Prime ministers have Premier House available to live in but Luxon said he was choosing not to due to long-standing maintenance issues.
"We're trying to work out how we can make that work, so that actually I can go live there - its' my preference to do so. Until then, I continue to live in the apartment that I have."
Asked if it was hypocritical, he asked why. His government's focus on cuts and the cost of living was pointed out, but he said: "Yes. But all I'm just saying to you is I want to get to Premier House.
"I think that'd be really important, as prime minister I'd like to live there. Premier House has got maintenance issues and I can't live there at this point of time. That's why I'm carrying on living in my apartment.
"Look, it's an entitlement that I have as an out-of-town Auckland-based MP, as do many other non-Wellington-based MPs and/or ministers."
When Bill English was prime minister, he ended up paying back the supplement, but Luxon said that was a case of "different circumstances".
"It's about where you primarily live," he said. "Anyone outside of the Greater Wellington area is entitled to the entitlements. That's how the allowance system actually works."
When Luxon was voicing opposition to Labour's universal waiving of the $5 prescription fee, he said people like him who were well off should pay the money if they could - a case of if you can pay, you should.
"Well, what I'm saying, I don't know how to explain it any clearer to you, as prime minister of New Zealand ideally you want to be able to live in Premier House when you're in Wellington," he said, when that was put to him.
'Absolutely hypocritical' - Hipkins
Labour leader Chris Hipkins said Luxon should not have been claiming the allowance.

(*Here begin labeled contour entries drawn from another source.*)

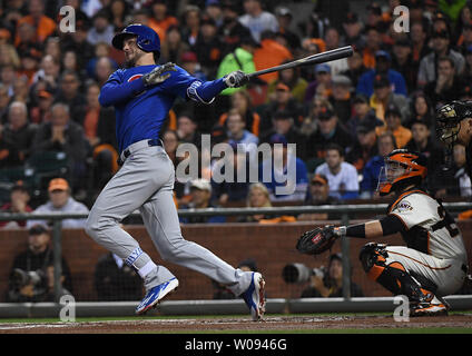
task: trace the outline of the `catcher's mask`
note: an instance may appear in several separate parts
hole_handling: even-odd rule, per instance
[[[385,157],[385,166],[378,175],[377,191],[386,196],[410,185],[419,186],[426,172],[424,156],[407,149],[395,149]]]
[[[452,101],[437,110],[436,136],[445,146],[445,162],[449,167],[461,121],[468,117],[472,117],[472,101]]]

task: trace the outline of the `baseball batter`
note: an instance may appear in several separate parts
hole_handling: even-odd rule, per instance
[[[116,135],[122,167],[104,188],[90,210],[86,231],[118,255],[144,279],[146,296],[136,308],[142,314],[178,286],[177,278],[156,265],[119,222],[139,209],[161,258],[197,270],[242,296],[254,320],[264,314],[264,285],[259,273],[235,269],[208,249],[187,241],[180,233],[173,200],[174,166],[158,139],[175,99],[210,103],[228,87],[247,82],[242,71],[214,81],[200,81],[174,63],[157,66],[158,34],[130,24],[112,39],[125,52],[126,68],[115,71],[100,91],[100,103],[116,109]]]
[[[328,241],[342,236],[377,238],[400,233],[406,246],[370,243],[362,248],[360,259],[372,280],[394,295],[409,297],[411,316],[446,314],[449,306],[441,297],[461,288],[468,274],[459,227],[442,204],[421,188],[425,166],[419,154],[393,150],[385,158],[378,186],[381,195],[395,194],[387,215],[365,224],[328,226],[319,233],[322,238],[311,237]],[[299,246],[309,249],[305,236]]]

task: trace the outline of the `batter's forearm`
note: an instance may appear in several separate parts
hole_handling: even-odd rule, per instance
[[[102,107],[121,103],[145,90],[142,80],[132,80],[125,83],[107,82],[100,90],[98,100]]]

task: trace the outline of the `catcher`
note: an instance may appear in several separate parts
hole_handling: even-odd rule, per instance
[[[400,233],[406,247],[368,243],[362,248],[364,270],[394,295],[407,296],[410,316],[446,315],[449,306],[442,296],[462,287],[468,257],[453,217],[422,188],[425,165],[419,154],[393,150],[385,157],[377,188],[382,196],[395,195],[386,216],[307,231],[297,241],[298,251],[321,254],[344,236],[371,239]]]
[[[445,146],[446,164],[455,144],[465,146],[466,172],[472,177],[472,101],[452,101],[437,110],[436,135]]]

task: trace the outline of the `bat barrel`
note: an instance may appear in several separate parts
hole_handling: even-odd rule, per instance
[[[336,48],[336,49],[333,49],[333,50],[330,50],[330,51],[326,51],[326,52],[316,53],[316,55],[313,55],[313,56],[309,56],[309,57],[301,58],[301,59],[294,60],[289,63],[285,63],[285,65],[258,70],[258,71],[255,71],[253,73],[248,73],[247,76],[249,78],[253,78],[253,77],[258,77],[258,76],[262,76],[262,75],[272,73],[274,71],[279,71],[279,70],[284,70],[284,69],[288,69],[288,68],[325,63],[325,62],[330,62],[330,61],[333,61],[333,60],[336,60],[336,59],[351,57],[353,55],[353,52],[354,52],[354,50],[353,50],[352,46],[341,47],[341,48]]]

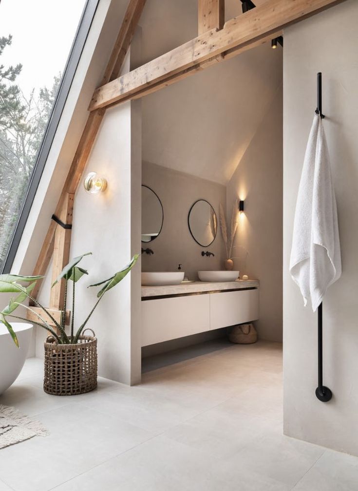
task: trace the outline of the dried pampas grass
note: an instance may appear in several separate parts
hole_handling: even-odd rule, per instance
[[[230,230],[228,234],[226,219],[225,217],[224,209],[221,203],[219,206],[219,219],[220,228],[221,230],[222,239],[225,244],[226,250],[226,258],[229,259],[231,257],[232,246],[234,244],[234,239],[237,230],[237,216],[238,216],[238,200],[235,199],[232,207],[231,212],[231,221],[230,224]]]
[[[227,249],[228,243],[227,241],[227,227],[226,226],[226,219],[225,217],[224,209],[222,207],[222,205],[221,203],[219,205],[219,221],[220,222],[220,228],[221,230],[222,240],[224,241],[225,248],[226,249],[226,257],[228,258],[229,254]]]

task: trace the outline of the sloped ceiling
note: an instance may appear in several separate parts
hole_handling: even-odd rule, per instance
[[[240,15],[239,0],[226,4],[226,19]],[[147,2],[143,62],[197,35],[197,5]],[[281,48],[268,44],[143,98],[143,159],[226,184],[281,83]]]

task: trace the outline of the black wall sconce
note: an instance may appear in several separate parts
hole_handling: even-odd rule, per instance
[[[279,36],[278,37],[275,37],[271,40],[271,48],[273,50],[275,50],[277,48],[277,43],[280,44],[282,48],[283,48],[283,38],[282,36]]]

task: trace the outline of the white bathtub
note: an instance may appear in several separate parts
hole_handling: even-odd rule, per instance
[[[0,324],[0,394],[14,383],[25,362],[31,341],[32,326],[25,323],[11,322],[20,348],[15,346],[9,331]]]

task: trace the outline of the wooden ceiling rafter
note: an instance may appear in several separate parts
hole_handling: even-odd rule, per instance
[[[130,0],[102,79],[102,84],[115,79],[120,73],[145,1],[146,0]],[[75,193],[105,112],[105,109],[100,109],[90,112],[82,132],[55,213],[55,215],[65,223],[72,224]],[[33,270],[34,275],[45,274],[53,256],[52,278],[54,279],[57,277],[69,260],[71,232],[71,229],[63,228],[51,220]],[[51,292],[50,306],[53,312],[58,311],[60,313],[65,308],[61,304],[63,283],[60,282]],[[38,281],[32,292],[35,298],[40,286],[41,282]],[[68,317],[68,313],[66,312],[66,319]]]
[[[268,0],[96,89],[88,110],[138,99],[263,41],[344,0]],[[200,24],[199,19],[199,25]]]

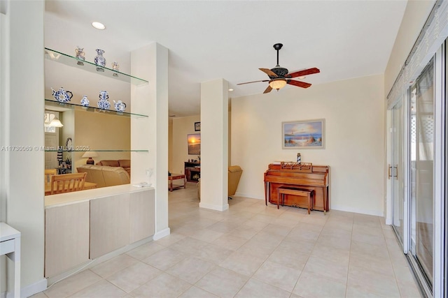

"Christopher Luxon's treating hard-working Kiwis like a bottomless ATM. He needs to apply his own tough-love standard to himself," he said.
"I think it's absolutely hypocritical for Christopher Luxon to be saying that every other New Zealander needs to stomach cuts, while he's claiming a $52,000 a year - that's $1000 a week - allowance to live in his own house mortgage free.
"The fact that it's within the rules doesn't mean that it's the right thing to do."
He said Luxon had access to Premier House at no cost to himself. While it did need some maintenance and structural problems, there was no risk to safety and it was "still liveable" and "in reasonable state", he said.
"It's a residence that's been good enough for every prime minister up till Christopher Luxon ... Premier House certainly needs some maintenance work, but there is nothing in that report that says it's uninhabitable.
"Certainly for the purpose that most prime ministers use it for - which is for accommodation whilst they are in Wellington, which is normally only a couple of nights a week - I think it is certainly liveable.
"If he wants to live in his own apartment I think that's fine, but he shouldn't be asking the taxpayers to subsidise that when there is a free house just down the road that he could move into today."
Watch some of Chris Hipkins' media briefing.
Hipkins himself was ineligible for the supplement, as his primary residence is within the Wellington region. He said whether Luxon paid the supplement back was a judgement for him to make.
Some of his own MPs do claim the smaller allowance, but Hipkins said he personally had never been in that position because he lived in Wellington.
"I think probably the question is whether it's value for money. So if in fact if someone decides to buy a modest apartment with a mortgage and then use the allowance to pay that versus staying in a hotel which would be more expensive, those are decisions that each individual MP makes.
"Like many of the behaviours of National and ACT MPs of late, it suggests that rich people should have more choices than the expectations they have of every other New Zealander."